The depreciation occurred on a day when the broader equity market staged a strong recovery, with the ASPI gaining 198 points to close at 22,407.04 and market turnover returning to the monthly average at LKR 2,729.93 million. The rupee weakness therefore cannot be attributed to broad risk-off sentiment in local financial markets, as domestic equity conditions improved significantly on the same day.
Foreign investor activity on the Colombo Stock Exchange on June 25 showed a net outflow of LKR 50.32 million, a notable narrowing from LKR 130.65 million the prior session. The reduced pace of foreign equity selling means that foreign outflow pressure alone does not fully explain the scale of the rupee move, pointing to demand-side factors in the foreign exchange market as a more likely driver.
Banking system excess liquidity expanded to LKR 65.36 billion from LKR 61.04 billion in the prior session, indicating that domestic rupee liquidity conditions remained accommodative. The rupee depreciation therefore reflects external demand for dollars rather than a domestic liquidity squeeze.
The cumulative three-session depreciation from 333.76 to 336.57 amounts to a 0.84% decline in the value of the rupee against the dollar. While this remains within a manageable range in absolute terms, the pace of the move and its acceleration on June 25 warrant close monitoring heading into the June 26 Treasury Bond auction and the large maturity wall of over LKR 110 billion falling due in the week ending July 3.
Key Numbers:
| Metric | Value |
|---|---|
| USD/LKR (June 25) | 336.57 |
| USD/LKR (June 24) | 334.77 |
| Single-Session Change | +1.80 rupees |
| USD/LKR (June 23) | 334.54 |
| USD/LKR (June 22) | 333.76 |
| Three-Session Cumulative Change | +2.81 rupees |
| Three-Session Depreciation | 0.84% |
| Banking System Liquidity | LKR 65.36 Bn |
| Net Foreign Equity Outflow | -LKR 50.32 Mn |
Business Impact:
For importers, a 1.80 rupee single-session move translates directly into higher landed costs on all dollar-denominated purchases.
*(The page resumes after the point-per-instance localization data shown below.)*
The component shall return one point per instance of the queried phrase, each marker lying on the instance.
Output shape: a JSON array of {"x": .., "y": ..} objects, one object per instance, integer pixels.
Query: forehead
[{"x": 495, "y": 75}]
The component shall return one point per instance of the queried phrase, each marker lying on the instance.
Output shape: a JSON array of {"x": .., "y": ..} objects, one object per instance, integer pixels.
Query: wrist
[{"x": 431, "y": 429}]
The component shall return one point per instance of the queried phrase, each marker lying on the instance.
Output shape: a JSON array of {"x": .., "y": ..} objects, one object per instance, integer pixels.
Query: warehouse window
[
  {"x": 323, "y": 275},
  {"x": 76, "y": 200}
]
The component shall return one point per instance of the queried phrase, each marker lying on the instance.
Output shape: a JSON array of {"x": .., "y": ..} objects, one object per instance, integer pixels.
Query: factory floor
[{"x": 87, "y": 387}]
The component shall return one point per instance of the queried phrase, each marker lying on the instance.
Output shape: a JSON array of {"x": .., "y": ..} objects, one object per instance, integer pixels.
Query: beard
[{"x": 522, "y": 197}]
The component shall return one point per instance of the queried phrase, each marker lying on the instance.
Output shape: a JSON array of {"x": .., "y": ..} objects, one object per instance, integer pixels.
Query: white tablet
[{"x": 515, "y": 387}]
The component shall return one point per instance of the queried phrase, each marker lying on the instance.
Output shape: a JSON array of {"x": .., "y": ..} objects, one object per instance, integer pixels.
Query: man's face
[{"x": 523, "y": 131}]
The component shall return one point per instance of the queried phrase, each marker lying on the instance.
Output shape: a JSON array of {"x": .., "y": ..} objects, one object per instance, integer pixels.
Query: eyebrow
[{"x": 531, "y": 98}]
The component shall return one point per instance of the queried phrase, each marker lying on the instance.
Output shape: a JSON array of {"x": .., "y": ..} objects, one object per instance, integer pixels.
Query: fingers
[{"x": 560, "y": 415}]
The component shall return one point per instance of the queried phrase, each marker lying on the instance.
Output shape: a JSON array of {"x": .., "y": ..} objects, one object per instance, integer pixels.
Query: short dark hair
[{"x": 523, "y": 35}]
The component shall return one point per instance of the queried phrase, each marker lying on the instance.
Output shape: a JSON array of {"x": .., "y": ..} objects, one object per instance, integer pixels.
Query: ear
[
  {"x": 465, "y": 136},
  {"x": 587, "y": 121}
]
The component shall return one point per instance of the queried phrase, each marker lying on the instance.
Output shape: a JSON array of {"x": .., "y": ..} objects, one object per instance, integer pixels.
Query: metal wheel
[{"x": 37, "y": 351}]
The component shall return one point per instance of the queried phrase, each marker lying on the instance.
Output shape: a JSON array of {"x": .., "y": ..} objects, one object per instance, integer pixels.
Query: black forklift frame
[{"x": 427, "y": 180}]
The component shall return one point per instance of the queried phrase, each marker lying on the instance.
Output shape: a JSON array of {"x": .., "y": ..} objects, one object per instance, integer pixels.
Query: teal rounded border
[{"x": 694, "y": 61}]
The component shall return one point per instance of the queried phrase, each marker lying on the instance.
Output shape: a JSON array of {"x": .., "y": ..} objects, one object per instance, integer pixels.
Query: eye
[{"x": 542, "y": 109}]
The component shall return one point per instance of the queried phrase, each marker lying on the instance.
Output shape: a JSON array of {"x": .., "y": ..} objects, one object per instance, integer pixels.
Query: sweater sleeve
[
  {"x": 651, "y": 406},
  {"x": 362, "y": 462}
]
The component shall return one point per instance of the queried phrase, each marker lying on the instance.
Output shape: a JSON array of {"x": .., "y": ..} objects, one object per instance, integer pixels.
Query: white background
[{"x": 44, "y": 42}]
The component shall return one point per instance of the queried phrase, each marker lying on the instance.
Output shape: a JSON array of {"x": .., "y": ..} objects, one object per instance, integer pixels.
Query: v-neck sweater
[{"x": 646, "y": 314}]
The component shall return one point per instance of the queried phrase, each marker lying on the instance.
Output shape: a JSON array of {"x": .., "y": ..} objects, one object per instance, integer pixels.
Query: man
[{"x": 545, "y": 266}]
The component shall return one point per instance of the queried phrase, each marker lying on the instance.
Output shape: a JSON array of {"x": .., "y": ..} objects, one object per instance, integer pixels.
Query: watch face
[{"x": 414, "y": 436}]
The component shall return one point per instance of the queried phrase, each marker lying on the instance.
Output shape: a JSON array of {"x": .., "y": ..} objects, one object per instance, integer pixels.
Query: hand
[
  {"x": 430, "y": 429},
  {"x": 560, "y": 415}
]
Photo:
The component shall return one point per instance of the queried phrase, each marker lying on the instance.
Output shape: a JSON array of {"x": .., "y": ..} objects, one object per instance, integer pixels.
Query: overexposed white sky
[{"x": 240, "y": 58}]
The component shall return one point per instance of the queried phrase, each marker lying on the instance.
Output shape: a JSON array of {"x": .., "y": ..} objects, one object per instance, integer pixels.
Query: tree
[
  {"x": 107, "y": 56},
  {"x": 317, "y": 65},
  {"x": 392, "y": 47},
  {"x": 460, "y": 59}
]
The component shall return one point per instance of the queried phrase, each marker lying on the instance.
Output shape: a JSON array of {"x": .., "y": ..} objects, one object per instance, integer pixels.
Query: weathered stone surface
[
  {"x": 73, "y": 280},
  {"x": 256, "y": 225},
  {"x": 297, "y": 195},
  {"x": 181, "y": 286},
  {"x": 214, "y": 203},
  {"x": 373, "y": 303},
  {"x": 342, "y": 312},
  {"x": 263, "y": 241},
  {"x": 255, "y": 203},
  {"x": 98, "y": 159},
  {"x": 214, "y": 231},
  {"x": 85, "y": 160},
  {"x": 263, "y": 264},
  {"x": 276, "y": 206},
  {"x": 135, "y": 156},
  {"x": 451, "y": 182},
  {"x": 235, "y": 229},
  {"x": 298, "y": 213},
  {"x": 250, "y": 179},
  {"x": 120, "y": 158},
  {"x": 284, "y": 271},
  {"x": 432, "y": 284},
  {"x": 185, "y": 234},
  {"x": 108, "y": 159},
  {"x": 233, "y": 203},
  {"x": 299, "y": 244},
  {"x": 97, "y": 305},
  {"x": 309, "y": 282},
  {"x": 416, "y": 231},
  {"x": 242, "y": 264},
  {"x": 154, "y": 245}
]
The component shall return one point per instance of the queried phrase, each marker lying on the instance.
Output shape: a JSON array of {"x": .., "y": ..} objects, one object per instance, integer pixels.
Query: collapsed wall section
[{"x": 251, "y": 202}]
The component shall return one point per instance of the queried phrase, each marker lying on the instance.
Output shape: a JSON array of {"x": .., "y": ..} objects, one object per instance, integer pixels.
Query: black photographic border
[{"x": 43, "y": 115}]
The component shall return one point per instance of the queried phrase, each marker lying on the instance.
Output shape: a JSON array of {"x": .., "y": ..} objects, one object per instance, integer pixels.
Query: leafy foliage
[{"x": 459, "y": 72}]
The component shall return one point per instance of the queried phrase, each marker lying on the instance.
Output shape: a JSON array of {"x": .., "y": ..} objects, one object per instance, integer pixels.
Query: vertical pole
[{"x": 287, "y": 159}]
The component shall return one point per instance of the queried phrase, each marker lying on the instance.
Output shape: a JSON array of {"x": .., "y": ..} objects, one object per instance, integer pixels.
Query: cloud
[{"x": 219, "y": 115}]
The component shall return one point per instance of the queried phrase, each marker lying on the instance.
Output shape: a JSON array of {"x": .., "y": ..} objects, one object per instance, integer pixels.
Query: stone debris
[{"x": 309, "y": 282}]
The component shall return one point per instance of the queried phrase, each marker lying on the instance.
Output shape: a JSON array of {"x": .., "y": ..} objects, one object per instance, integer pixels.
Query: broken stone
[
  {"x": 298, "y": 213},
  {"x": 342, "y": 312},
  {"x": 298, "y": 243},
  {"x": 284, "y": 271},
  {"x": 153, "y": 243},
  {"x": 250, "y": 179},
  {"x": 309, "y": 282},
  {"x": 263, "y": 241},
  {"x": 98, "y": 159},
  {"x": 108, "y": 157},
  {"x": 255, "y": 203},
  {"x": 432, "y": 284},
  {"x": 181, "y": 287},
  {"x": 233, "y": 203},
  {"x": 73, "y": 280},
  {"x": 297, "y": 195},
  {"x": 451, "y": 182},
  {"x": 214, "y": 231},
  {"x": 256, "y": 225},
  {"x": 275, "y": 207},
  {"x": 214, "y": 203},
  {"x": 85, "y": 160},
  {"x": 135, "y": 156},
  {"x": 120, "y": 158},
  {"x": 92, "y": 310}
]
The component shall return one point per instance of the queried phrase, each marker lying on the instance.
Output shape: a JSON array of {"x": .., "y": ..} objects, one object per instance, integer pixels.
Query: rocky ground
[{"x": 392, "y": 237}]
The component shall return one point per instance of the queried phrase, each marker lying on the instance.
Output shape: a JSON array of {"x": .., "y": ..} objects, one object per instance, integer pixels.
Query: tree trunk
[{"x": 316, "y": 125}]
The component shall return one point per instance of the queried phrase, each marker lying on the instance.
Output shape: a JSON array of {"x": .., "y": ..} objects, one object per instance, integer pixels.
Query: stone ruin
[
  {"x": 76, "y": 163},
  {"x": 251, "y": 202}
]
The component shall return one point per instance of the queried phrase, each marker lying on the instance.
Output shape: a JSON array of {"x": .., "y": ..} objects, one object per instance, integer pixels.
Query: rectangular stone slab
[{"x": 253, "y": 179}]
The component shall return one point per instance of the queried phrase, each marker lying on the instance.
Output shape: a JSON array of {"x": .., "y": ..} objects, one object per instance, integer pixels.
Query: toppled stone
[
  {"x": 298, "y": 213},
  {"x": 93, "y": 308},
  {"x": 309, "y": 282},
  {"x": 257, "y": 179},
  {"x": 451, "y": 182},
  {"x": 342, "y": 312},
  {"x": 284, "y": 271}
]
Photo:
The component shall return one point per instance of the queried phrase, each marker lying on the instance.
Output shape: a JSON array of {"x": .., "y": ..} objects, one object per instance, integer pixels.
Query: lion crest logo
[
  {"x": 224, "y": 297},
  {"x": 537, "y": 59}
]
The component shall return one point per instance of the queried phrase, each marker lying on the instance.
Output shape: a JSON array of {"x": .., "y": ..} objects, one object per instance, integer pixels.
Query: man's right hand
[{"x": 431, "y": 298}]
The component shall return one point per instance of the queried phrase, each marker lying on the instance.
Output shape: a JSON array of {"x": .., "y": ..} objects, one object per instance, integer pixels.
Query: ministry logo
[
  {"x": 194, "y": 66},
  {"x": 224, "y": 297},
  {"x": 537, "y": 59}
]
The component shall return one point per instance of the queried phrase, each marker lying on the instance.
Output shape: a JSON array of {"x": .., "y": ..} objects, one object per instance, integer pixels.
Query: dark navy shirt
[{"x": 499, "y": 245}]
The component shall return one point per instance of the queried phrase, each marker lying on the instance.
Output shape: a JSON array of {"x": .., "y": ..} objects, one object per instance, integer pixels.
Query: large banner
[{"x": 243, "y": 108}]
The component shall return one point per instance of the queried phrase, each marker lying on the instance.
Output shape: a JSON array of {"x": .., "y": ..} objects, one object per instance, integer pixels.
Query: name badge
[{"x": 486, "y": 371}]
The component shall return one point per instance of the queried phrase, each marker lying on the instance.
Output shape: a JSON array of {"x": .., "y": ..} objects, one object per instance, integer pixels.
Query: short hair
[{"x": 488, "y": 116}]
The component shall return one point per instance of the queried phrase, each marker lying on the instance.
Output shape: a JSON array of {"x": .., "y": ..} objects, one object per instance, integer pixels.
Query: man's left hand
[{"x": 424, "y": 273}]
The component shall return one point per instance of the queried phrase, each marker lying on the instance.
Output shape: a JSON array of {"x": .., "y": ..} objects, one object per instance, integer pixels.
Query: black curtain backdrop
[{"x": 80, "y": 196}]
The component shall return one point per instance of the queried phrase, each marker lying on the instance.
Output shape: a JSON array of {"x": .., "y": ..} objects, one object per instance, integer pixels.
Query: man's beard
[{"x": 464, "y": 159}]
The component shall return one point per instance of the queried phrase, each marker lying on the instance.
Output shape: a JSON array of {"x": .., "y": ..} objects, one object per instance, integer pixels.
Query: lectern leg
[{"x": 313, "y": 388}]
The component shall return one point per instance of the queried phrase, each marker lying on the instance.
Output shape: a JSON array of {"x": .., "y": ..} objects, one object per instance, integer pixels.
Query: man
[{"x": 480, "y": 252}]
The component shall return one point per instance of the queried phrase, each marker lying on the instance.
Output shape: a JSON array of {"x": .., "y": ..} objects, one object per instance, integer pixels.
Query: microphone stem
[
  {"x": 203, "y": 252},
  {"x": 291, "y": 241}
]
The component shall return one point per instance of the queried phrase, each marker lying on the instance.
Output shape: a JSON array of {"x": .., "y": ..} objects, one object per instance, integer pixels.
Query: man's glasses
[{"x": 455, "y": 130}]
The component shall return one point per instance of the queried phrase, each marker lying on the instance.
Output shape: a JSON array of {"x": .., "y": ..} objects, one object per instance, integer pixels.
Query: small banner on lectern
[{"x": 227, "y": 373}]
A business importing USD 100,000 worth of goods would face an additional LKR 180,000 in costs based on the June 25 move alone, and LKR 281,000 more across the three-session run. Businesses that price in rupees but source in dollars face immediate margin compression if they cannot pass on the cost increase quickly. For exporters, the weaker rupee improves repatriated earnings on dollar revenues, providing a partial natural hedge for those with significant export income. Companies carrying unhedged dollar-denominated debt will see their effective repayment obligations rise in rupee terms with each session of depreciation. Treasury teams and CFOs with open foreign currency positions should review their hedging strategies in light of the pace of this week’s move. The June 26 T-Bond auction and the upcoming maturity settlement of over LKR 110 billion in the week ending July 3 are near-term events that could influence both liquidity conditions and the exchange rate trajectory.